Earlier this year, the Federal Deposit Insurance Corporation (FDIC) approved a final rule to implement changes to the deposit insurance assessment system, placing new requirements on how large banks classify and report subprime loan balances. As required by the Dodd-Frank Act, the Large Bank Pricing Rule is an effort to assess higher rates for banks with high-risk asset concentrations.
While banks are currently required to report this information, beginning on April 1, 2012 the FDIC will require large banks — those with $10 billion or more in assets — to use a strict set of criteria to classify subprime loans that they hold. Under the new guidelines, a loan is considered to be subprime if it meets one or more of the following criteria: two or more 30-day delinquencies in the past 12 months or one or more 60-day delinquencies in the past 24 months; judgment, foreclosure, repossession or charge-off in the prior 24 months; bankruptcy in the past five years; or debt service-to-income ratio of 50 percent or greater.
This new rule is a continuation of the changing regulatory environment in which legislators and regulators in Washington are seeking to require lenders to gain a better understanding of their customers.
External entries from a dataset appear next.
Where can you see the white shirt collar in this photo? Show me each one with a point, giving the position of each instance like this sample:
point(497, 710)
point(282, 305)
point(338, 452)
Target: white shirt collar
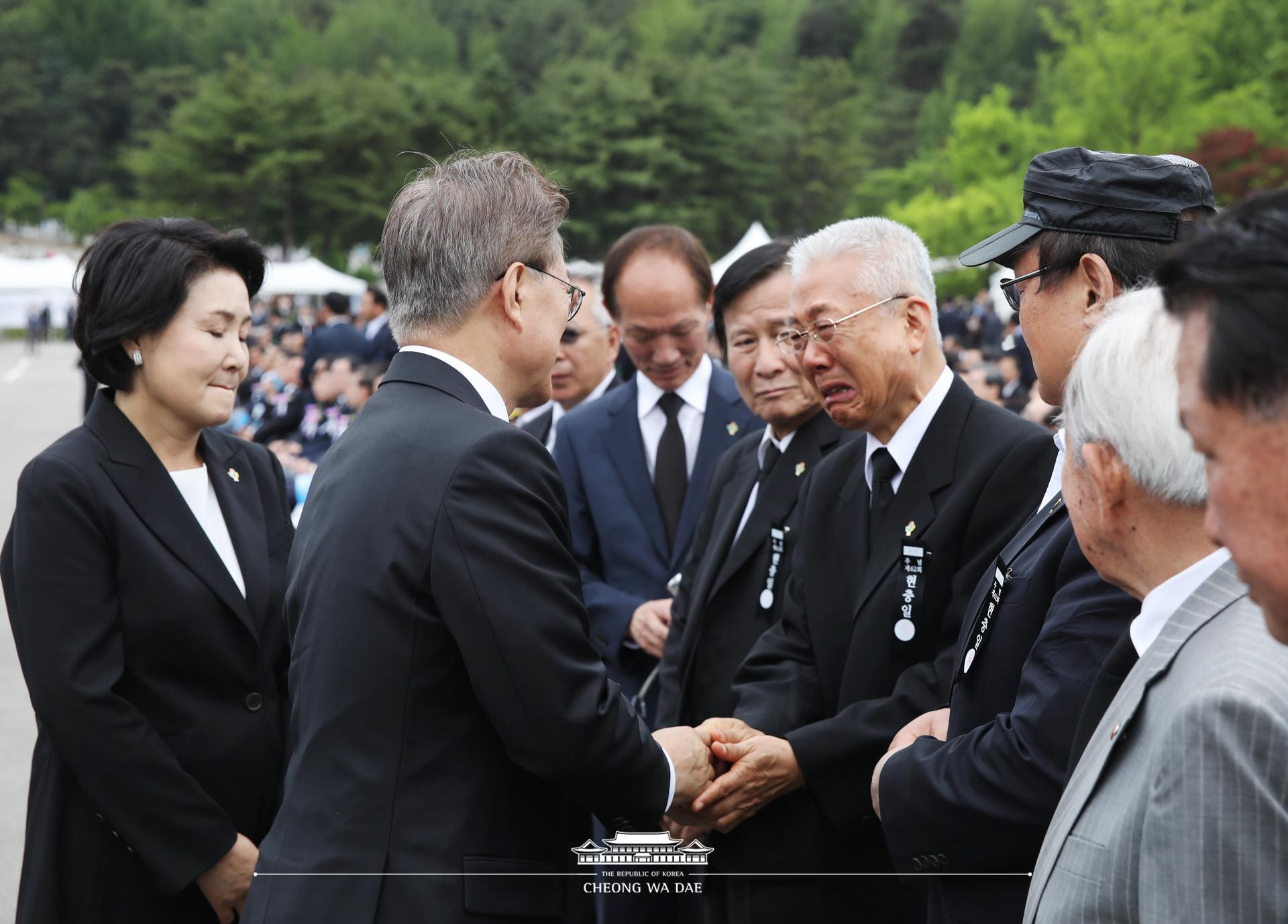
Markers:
point(907, 438)
point(1159, 604)
point(487, 392)
point(769, 438)
point(693, 392)
point(1057, 483)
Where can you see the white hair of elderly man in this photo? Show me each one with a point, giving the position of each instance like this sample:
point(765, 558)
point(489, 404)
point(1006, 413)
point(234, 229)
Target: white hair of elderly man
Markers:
point(1122, 393)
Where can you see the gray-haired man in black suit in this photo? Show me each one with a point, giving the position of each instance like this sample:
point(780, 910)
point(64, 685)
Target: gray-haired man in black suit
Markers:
point(445, 698)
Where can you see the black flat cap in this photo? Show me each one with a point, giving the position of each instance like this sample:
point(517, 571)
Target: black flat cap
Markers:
point(1099, 192)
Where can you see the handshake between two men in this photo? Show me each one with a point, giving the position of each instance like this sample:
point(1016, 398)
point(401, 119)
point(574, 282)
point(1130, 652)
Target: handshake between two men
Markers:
point(725, 771)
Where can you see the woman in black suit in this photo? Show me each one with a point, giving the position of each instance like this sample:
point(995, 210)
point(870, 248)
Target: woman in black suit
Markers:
point(145, 572)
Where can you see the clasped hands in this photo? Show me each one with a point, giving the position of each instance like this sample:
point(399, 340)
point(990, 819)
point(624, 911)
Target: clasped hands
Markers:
point(725, 771)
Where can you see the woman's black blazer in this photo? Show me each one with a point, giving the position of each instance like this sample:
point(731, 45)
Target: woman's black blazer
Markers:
point(159, 690)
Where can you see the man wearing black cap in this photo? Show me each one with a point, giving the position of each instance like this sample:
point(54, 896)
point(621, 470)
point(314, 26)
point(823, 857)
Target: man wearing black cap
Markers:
point(971, 788)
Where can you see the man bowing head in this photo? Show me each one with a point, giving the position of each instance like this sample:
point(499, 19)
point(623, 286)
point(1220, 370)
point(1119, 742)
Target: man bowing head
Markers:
point(445, 698)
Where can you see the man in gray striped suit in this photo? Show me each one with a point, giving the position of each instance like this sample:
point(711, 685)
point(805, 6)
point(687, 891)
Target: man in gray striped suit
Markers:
point(1179, 807)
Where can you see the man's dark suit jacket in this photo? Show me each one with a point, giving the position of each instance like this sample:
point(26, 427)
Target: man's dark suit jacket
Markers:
point(833, 677)
point(540, 425)
point(159, 689)
point(718, 617)
point(982, 801)
point(447, 701)
point(617, 532)
point(330, 340)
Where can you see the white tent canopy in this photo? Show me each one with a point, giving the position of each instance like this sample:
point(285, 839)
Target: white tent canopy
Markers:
point(755, 237)
point(32, 285)
point(308, 277)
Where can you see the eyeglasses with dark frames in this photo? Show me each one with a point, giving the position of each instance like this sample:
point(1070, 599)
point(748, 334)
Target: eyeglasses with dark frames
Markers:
point(822, 331)
point(575, 292)
point(1013, 295)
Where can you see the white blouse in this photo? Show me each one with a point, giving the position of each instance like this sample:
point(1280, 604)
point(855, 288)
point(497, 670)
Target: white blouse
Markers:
point(196, 489)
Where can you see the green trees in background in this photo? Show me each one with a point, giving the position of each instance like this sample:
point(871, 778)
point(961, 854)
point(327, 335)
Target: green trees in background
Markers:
point(301, 119)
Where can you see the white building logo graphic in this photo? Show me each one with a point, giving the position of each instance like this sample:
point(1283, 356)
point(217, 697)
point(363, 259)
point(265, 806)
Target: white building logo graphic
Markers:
point(642, 847)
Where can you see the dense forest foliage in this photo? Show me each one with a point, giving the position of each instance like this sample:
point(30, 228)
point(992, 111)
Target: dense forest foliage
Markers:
point(301, 119)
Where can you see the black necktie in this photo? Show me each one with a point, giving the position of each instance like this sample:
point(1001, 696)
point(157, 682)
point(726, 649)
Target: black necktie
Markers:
point(1122, 658)
point(772, 455)
point(672, 470)
point(884, 469)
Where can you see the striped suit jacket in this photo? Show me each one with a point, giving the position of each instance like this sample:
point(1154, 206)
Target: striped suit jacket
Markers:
point(1179, 809)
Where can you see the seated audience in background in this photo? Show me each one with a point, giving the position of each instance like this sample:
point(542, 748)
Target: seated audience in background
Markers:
point(145, 573)
point(374, 317)
point(585, 367)
point(334, 334)
point(362, 385)
point(1176, 809)
point(732, 586)
point(1229, 284)
point(1015, 393)
point(969, 358)
point(985, 382)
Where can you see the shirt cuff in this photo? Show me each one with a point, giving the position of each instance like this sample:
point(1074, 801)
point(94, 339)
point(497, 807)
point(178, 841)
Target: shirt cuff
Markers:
point(670, 789)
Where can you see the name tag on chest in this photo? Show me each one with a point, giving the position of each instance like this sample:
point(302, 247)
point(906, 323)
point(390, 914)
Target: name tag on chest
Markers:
point(985, 616)
point(912, 583)
point(777, 548)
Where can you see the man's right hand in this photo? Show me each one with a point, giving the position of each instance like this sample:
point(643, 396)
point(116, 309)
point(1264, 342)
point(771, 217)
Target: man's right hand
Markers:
point(649, 624)
point(227, 882)
point(694, 768)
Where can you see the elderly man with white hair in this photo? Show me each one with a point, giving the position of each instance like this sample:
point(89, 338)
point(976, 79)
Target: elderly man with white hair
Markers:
point(894, 529)
point(1176, 805)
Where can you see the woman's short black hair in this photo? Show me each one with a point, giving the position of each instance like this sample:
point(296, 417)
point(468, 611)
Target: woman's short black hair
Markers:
point(751, 268)
point(1236, 270)
point(136, 277)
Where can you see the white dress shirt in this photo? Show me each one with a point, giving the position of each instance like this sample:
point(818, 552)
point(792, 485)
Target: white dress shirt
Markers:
point(760, 463)
point(1055, 484)
point(1159, 604)
point(653, 418)
point(486, 390)
point(200, 496)
point(903, 446)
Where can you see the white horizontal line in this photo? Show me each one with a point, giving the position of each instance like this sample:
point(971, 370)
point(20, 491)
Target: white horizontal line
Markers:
point(670, 869)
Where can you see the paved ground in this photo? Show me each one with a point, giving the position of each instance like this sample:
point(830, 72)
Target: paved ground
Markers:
point(40, 399)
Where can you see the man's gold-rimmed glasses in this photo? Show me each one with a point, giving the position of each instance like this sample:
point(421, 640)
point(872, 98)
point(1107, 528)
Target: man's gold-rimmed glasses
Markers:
point(822, 331)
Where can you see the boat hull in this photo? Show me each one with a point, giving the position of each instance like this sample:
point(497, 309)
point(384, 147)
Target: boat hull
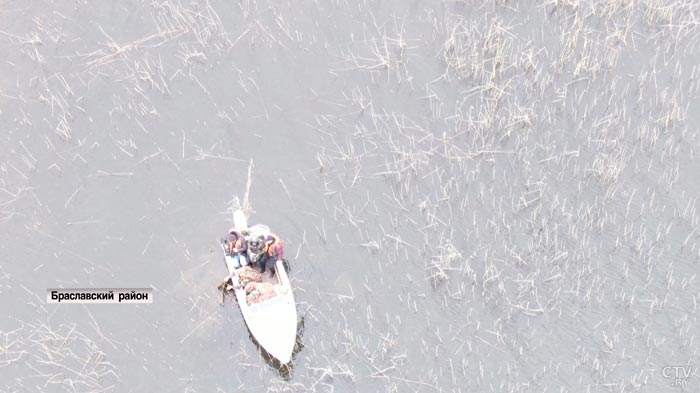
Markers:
point(273, 322)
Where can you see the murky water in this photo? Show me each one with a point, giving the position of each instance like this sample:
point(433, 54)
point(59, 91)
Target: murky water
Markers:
point(475, 197)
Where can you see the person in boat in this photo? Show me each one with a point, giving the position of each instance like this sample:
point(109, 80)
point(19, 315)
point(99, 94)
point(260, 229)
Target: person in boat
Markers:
point(266, 249)
point(236, 247)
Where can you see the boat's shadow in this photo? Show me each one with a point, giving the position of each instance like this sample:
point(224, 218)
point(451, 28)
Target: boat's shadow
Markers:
point(285, 371)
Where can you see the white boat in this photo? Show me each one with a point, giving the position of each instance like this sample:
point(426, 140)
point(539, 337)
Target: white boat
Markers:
point(272, 322)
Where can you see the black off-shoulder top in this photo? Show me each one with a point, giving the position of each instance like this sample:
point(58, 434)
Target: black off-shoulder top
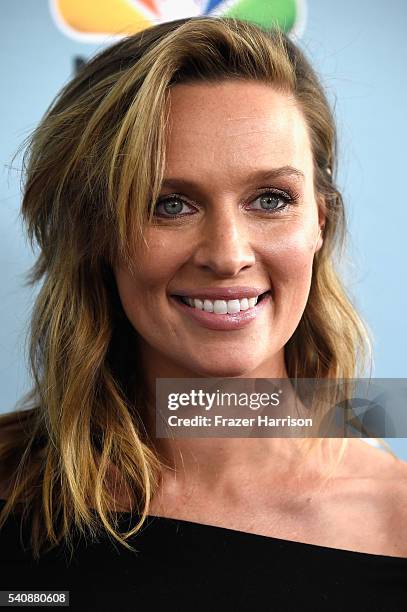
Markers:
point(186, 566)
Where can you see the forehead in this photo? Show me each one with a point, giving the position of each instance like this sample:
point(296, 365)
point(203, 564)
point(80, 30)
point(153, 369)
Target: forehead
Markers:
point(235, 123)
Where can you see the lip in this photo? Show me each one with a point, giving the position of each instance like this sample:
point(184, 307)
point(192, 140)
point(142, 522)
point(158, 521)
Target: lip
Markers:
point(222, 293)
point(225, 322)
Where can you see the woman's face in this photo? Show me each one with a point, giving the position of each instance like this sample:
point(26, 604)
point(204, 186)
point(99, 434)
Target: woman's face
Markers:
point(242, 215)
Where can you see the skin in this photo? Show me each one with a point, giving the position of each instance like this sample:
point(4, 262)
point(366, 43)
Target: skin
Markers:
point(218, 135)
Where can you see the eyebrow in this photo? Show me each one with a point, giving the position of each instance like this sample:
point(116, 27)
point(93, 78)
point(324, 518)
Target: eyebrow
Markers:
point(258, 175)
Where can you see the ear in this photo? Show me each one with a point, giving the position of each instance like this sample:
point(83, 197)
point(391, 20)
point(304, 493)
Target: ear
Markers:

Just as the Federal Reserve’s CARD Act rule required income verification and ability-to-use estimation models, the FDIC’s new rule will require lenders to conduct a robust evaluation of a consumer’s credit risk.
It is imperative that financial institutions required to comply with the Large Bank Pricing Rule have the necessary tools available to conduct the underwriting and risk-assessment processes to ensure compliance.